Similarly to the anti-LGBTQ+ movements of the ‘70s, these bills seem to constitute an attempt to hold onto the traditional views of the past without considering the fact that the traditional views of the past may have left many marginalized groups out. Theorist Judith Butler recently pointed out that these laws are evidence that “Parents and communities want to exercise forms of censorship to stop their children from knowing about how the world is being organized and how different people are living their lives.” 

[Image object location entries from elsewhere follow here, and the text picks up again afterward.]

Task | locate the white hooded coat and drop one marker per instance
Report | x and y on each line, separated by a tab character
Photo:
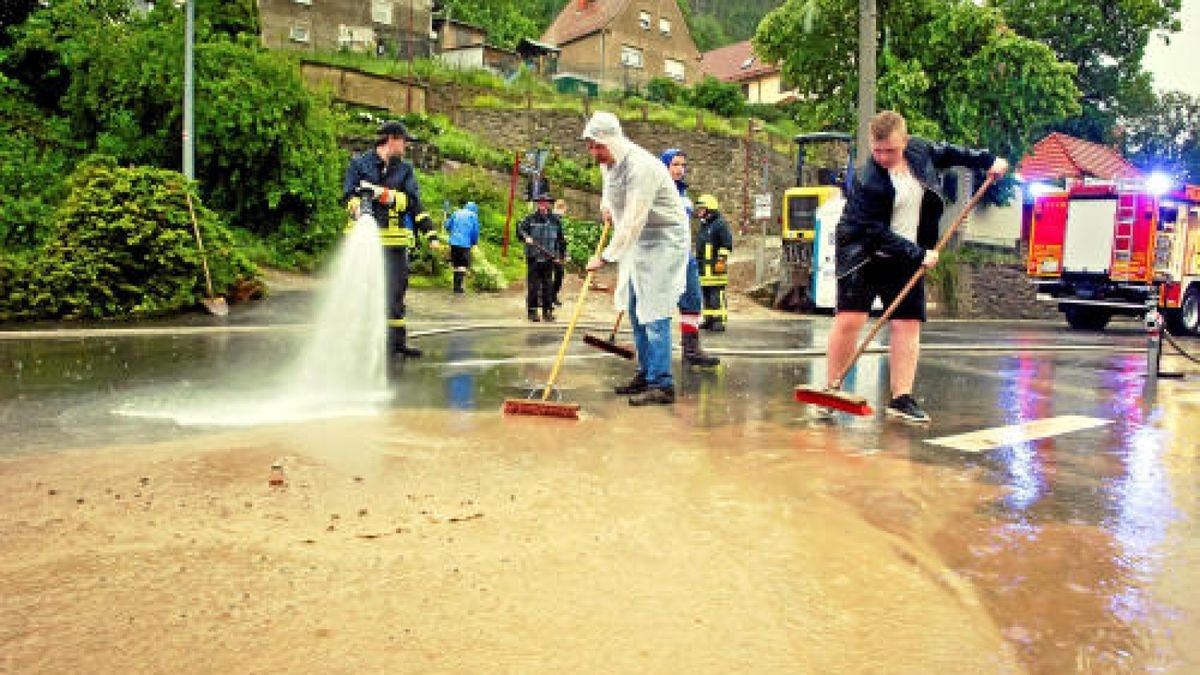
651	237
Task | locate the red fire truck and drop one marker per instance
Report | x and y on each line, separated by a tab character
1107	250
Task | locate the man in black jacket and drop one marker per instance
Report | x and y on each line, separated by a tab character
886	234
545	248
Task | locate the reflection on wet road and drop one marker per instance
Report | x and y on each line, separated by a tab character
1081	548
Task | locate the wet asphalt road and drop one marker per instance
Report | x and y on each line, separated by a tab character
1108	509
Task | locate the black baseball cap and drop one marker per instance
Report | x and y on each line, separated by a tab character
394	127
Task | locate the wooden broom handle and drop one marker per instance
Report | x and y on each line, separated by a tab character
575	317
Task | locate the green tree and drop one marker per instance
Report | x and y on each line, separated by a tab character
265	148
1167	136
1107	41
953	69
123	246
507	21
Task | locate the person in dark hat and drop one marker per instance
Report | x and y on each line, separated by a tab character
545	248
382	184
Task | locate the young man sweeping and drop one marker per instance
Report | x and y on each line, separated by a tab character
887	232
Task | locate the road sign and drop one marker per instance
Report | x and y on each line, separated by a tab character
762	205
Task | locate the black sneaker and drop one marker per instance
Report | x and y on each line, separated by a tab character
653	396
635	386
906	408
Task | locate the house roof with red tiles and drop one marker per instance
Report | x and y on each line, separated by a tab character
736	63
581	18
1066	156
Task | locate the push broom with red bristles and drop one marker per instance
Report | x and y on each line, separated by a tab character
611	345
544	406
833	396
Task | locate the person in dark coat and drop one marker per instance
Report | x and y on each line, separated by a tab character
545	248
887	232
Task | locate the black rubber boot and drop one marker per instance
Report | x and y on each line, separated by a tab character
654	396
693	354
635	386
402	347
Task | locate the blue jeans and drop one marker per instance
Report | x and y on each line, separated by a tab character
691	302
653	344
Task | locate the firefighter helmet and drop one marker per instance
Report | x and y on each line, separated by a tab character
707	201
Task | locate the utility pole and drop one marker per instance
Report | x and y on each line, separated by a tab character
189	90
867	43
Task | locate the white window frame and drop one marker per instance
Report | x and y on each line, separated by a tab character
675	70
381	11
633	57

This kind of censorship ignores the fact that change is, in many ways, inevitable. The historian Julio Capó Jr. suggested recently that Anita Bryant’s efforts in the ‘70s, though successful in the short term, accidentally inspired a movement. “It got people to see themselves as a voting bloc. It got them to see that their very existence and their rights were very much under attack in a different way than we had seen in the decade prior.” Those people kept fighting for their rights, and in the coming decades they largely succeeded

Though the language around the anti-LGBTQ+ laws of today and those of the 1970s is in many ways similar, i’s important to note that the target has shifted toward the perceived threat of rights for trans people as opposed to gay people. Already, groups are mobilizing to fight for equality in the face of these new laws and to help the people who are impacted by them, much like they did in the past. It’s a cliche to say that history repeats itself; it’s also true.